1. CONCEITO DE SOCIEDADE EMPRESÁRIA

Na construção do conceito de sociedade empresária, dois institutos jurídicos servem de alicerces. De um lado, a pessoa jurídica; de outro, a atividade empresarial. Uma primeira aproximação ao conteúdo deste conceito se faz pela ideia de pessoa jurídica empresária, ou seja, que exerce atividade econômica sob a forma de empresa. É uma ideia correta, mas incompleta ainda. Somente algumas espécies de pessoa jurídica que exploram atividade definida pelo direito como de natureza empresarial é que podem ser conceituadas como sociedades empresárias. Além disso, há pessoas jurídicas que são sempre empresárias, qualquer que seja o seu objeto. Um ponto de partida, assim, para a conceituação de sociedade empresária é o da sua localização no quadro geral das pessoas jurídicas.
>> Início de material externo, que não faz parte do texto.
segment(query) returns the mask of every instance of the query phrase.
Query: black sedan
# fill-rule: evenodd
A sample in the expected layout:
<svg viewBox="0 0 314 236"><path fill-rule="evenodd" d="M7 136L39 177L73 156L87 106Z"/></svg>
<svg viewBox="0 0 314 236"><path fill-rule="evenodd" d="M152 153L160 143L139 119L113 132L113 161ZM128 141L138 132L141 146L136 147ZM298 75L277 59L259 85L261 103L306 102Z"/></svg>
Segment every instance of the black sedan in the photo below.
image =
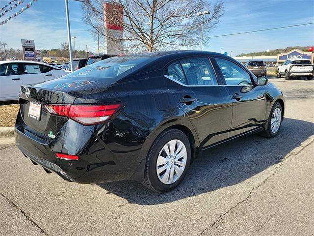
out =
<svg viewBox="0 0 314 236"><path fill-rule="evenodd" d="M267 82L209 52L111 58L22 86L16 146L68 181L132 179L169 191L201 151L253 133L277 135L285 99Z"/></svg>

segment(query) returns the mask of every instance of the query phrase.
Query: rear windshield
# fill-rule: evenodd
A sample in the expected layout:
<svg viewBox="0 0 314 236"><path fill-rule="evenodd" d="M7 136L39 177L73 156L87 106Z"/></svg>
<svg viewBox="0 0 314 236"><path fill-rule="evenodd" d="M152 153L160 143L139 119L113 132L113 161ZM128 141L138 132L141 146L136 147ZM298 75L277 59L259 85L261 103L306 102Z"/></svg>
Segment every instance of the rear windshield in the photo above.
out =
<svg viewBox="0 0 314 236"><path fill-rule="evenodd" d="M293 65L308 65L311 64L311 61L308 60L293 60L292 63Z"/></svg>
<svg viewBox="0 0 314 236"><path fill-rule="evenodd" d="M86 65L90 65L91 64L97 62L100 60L101 60L101 58L89 58L87 60Z"/></svg>
<svg viewBox="0 0 314 236"><path fill-rule="evenodd" d="M262 60L257 60L255 61L249 61L248 65L265 65Z"/></svg>
<svg viewBox="0 0 314 236"><path fill-rule="evenodd" d="M71 73L63 78L103 81L123 75L129 70L140 67L154 60L155 57L127 55L115 57L93 63Z"/></svg>

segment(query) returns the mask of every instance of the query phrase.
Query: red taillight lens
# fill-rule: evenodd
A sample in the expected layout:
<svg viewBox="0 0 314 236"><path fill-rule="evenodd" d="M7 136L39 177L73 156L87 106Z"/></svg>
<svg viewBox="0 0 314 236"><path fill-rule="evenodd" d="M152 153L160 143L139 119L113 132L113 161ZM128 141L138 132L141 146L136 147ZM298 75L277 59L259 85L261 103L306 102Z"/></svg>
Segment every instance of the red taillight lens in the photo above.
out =
<svg viewBox="0 0 314 236"><path fill-rule="evenodd" d="M69 118L84 125L96 124L108 119L120 107L120 104L73 105Z"/></svg>
<svg viewBox="0 0 314 236"><path fill-rule="evenodd" d="M67 154L54 153L57 158L63 159L64 160L71 160L72 161L77 161L78 160L78 156L75 155L68 155Z"/></svg>
<svg viewBox="0 0 314 236"><path fill-rule="evenodd" d="M61 117L68 117L70 111L70 104L51 105L45 104L44 106L52 114L56 114Z"/></svg>
<svg viewBox="0 0 314 236"><path fill-rule="evenodd" d="M107 120L120 107L120 104L110 105L51 105L44 106L51 114L77 121L82 124L96 124Z"/></svg>

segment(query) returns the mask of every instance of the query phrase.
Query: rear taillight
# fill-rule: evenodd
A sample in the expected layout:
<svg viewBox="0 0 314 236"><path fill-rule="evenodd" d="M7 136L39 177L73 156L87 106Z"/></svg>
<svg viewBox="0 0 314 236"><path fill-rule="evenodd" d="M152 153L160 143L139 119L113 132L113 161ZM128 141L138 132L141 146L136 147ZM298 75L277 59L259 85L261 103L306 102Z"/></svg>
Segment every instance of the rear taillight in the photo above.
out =
<svg viewBox="0 0 314 236"><path fill-rule="evenodd" d="M52 114L68 117L84 125L90 125L109 119L117 112L120 104L45 104L44 106Z"/></svg>

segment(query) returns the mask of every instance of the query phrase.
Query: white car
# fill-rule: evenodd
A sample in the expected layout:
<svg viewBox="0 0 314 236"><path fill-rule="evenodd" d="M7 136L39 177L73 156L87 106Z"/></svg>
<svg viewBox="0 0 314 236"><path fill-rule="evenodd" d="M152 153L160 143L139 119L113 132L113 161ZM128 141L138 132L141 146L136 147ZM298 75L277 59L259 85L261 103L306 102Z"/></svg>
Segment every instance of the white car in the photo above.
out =
<svg viewBox="0 0 314 236"><path fill-rule="evenodd" d="M314 67L308 59L288 59L277 70L277 78L285 76L288 80L292 77L306 76L308 80L313 78Z"/></svg>
<svg viewBox="0 0 314 236"><path fill-rule="evenodd" d="M22 85L37 84L68 73L44 63L26 60L0 61L0 101L17 99Z"/></svg>

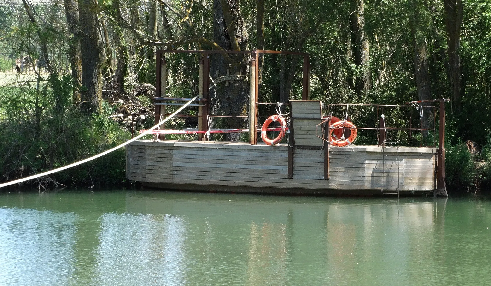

No direito brasileiro, as pessoas jurídicas são divididas em dois grandes grupos. De um lado, as pessoas jurídicas de direito público, tais a União, os Estados, os Municípios, o Distrito Federal, os Territórios e as autarquias; de outro, as de direito privado, compreendendo todas as demais. O que diferencia um de outro grupo é o regime jurídico a que se submetem. As pessoas jurídicas de direito público gozam de uma posição jurídica diferenciada em razão da supremacia dos interesses que o direito encarregou-as de tutelar; já as de direito privado estão sujeitas a um regime jurídico caracterizado pela igualdade, inexistindo valoração diferenciada dos interesses defendidos por elas. Uma pessoa jurídica de direito público se relaciona com uma pessoa jurídica de direito privado em posição privilegiada, ao passo que as de direito privado se relacionam entre si em pé de igualdade. É irrelevante, para se determinar o enquadramento de uma pessoa jurídica num ou noutro destes grupos, a origem dos recursos destinados à sua constituição. Isto porque o direito contempla pessoas jurídicas constituídas, exclusivamente, por recursos públicos, mas que se encontram, por determinação constitucional, sujeitas ao regime de direito privado, que são as empresas públicas.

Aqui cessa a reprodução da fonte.